Nothing happened, but it could have gone completely wrong and this is because - according to the tugboat captains' association in Panama - the canal authority has relaxed the safety procedures.
“Nothing is written down. There are no safety procedures, so the pilots can do what they want," it reads, among other things. other things. Examples are cited of pilots entering the locks without a tug at the stern or sailing through the channel at too high a speed.
"We live in anarchy here," reads another comment.
The problems are greatest in the expanded channel, where tugboats have to keep the ships in place in the locks. And there is no room for error in a lock chamber that is 427 meters long and allows ships with a length of up to 370 meters, then there must also be room for two tugboats, which are on average barely 27 meters long.
And lack of tugs and savings increases the risk of accidents. The canal authority says it has 46 tugboats, but many are so old that spare parts can no longer be obtained for them - and therefore they are not maintained.

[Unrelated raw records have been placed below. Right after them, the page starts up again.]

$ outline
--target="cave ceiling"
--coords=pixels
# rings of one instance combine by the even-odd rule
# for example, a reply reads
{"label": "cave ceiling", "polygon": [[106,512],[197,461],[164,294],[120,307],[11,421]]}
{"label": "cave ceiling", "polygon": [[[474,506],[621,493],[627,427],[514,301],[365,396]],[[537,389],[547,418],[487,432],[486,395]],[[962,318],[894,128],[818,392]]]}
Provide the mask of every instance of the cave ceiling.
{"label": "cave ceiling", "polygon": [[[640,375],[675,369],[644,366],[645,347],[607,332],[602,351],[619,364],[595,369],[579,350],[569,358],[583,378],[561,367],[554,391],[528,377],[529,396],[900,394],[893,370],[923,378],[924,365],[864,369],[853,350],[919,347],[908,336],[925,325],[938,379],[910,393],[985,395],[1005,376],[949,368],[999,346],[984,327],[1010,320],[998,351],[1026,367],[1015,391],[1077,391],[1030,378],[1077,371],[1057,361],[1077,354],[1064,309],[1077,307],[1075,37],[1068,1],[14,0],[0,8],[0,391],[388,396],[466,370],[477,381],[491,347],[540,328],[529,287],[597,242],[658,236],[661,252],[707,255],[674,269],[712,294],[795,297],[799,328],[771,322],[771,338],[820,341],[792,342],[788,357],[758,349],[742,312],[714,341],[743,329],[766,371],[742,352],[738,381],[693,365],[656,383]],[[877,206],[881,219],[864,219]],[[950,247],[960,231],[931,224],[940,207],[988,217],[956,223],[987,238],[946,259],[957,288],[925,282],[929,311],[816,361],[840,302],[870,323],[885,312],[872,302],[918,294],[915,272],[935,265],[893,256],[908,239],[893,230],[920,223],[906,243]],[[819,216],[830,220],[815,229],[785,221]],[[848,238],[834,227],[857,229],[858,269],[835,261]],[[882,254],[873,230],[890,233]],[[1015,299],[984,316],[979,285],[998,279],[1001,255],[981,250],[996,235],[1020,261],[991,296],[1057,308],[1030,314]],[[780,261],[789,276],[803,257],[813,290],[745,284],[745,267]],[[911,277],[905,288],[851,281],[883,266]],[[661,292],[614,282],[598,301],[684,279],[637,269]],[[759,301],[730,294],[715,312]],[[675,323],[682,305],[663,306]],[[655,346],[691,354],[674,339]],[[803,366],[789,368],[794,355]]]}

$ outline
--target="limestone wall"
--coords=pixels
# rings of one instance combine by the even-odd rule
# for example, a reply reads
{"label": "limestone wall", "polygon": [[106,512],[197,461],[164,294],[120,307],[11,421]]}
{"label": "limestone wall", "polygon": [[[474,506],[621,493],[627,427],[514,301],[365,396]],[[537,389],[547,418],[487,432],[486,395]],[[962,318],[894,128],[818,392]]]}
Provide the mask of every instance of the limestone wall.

And if a locked gate in the expanded Panama Canal were to be smashed, it would take months to repair it - and in the meantime, the canal would be closed to all neo-Panamax ships, points out the president of the union, the International Organization of Masters, Mates & Pilots, Don Marcus:
“The Panama Canal Authority has allowed conditions to deteriorate to the point where it is only a matter of time before disaster strikes. And it has the potential to affect international trade to a far greater extent than the grounding of Ever Given in the Suez Canal in March 2021," he states.